Posted: March 5, 2018 3:25 p.m.
Updated: March 6, 2018 1:00 a.m.
Photo by Glenn Inabinet/

An old bridge abutment from the bridge built around 1827-1828, just west of Camden near present day I-20.

In 1841, Thomas Whitaker was president and William Lang was treasurer of the Bridge Company. From 1863-70, John M. Desaussure was president and Colin McCrae treasurer of the company.

If the complete Camden Bridge Company toll records and account books were extant, just think of the amount of detail they would add to local as were as regional history. They likely would add historical facts well beyond our region.

The bridge was initially constructed in 1827-28 on the design of a Connecticut Yankee, Ithiel Town. His design had been used to build a bridge over the Yadkin River near Salisbury, N.C. Camden citizens had seen and used that bridge several years before the Camden Bridge was constructed.

The bridge was located just west of town and the road from it led directly into town just north of the Quaker Cemetery. It was located in sight of present day I-20. The Bridge Company employed Colonel William Nixon to construct their bridge.

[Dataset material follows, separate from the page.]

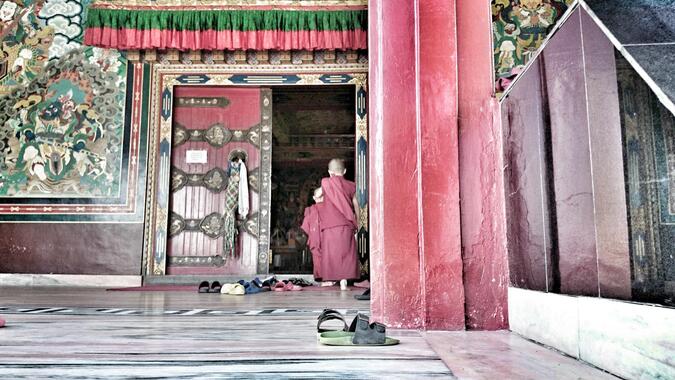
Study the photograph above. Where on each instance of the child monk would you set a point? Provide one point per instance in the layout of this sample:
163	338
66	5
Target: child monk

When constructing the bridge Nixon had to consider several factors, one being local traffic on the Wateree River. The Camden Boatyard was just north of the bridge site and in one day in 1828, 33 boats arrived there. The bridge would have to accommodate the passage of steamboats and other boats underneath it.

The Wateree River was subject to flooding. This meant the bridge had to be elevated above high water or the flood stage of the River. This also meant the approach and exit to the bridge on each side of it had to be elevated above the river swamp.

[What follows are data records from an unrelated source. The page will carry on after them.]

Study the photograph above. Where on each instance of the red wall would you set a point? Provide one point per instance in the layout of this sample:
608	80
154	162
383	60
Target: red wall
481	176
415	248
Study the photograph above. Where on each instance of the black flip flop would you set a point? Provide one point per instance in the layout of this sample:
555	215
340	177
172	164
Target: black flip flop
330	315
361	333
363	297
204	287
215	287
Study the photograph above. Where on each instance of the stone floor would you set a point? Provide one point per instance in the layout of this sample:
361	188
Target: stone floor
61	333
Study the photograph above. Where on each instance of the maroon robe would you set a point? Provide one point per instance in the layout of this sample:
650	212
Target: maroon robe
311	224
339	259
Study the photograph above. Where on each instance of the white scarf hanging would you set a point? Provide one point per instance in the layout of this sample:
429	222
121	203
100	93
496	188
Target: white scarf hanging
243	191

This was done by building large high piers to support the road leading to the bridge over the river itself. Pictured below is one of these piers on the western side of the river swamp today. Based on the pickup truck beside it, it appears to be about 20 feet tall.

The bridge itself was covered on the sides and top to protect it from the elements and to increase its strength. The covering on the sides prevented horses and mules from seeing they were elevated in the air, a sight which might make them become “skittish” about crossing the bridge. A covered bridge presented more of a barn like entrance to animals, an entrance familiar to them.

This wooden bridge was used for about 50 years, although it had to be rebuilt after being burned during the Civil War and repaired often due to flood damage. Eventually it was replaced by another bridge about a mile to the north.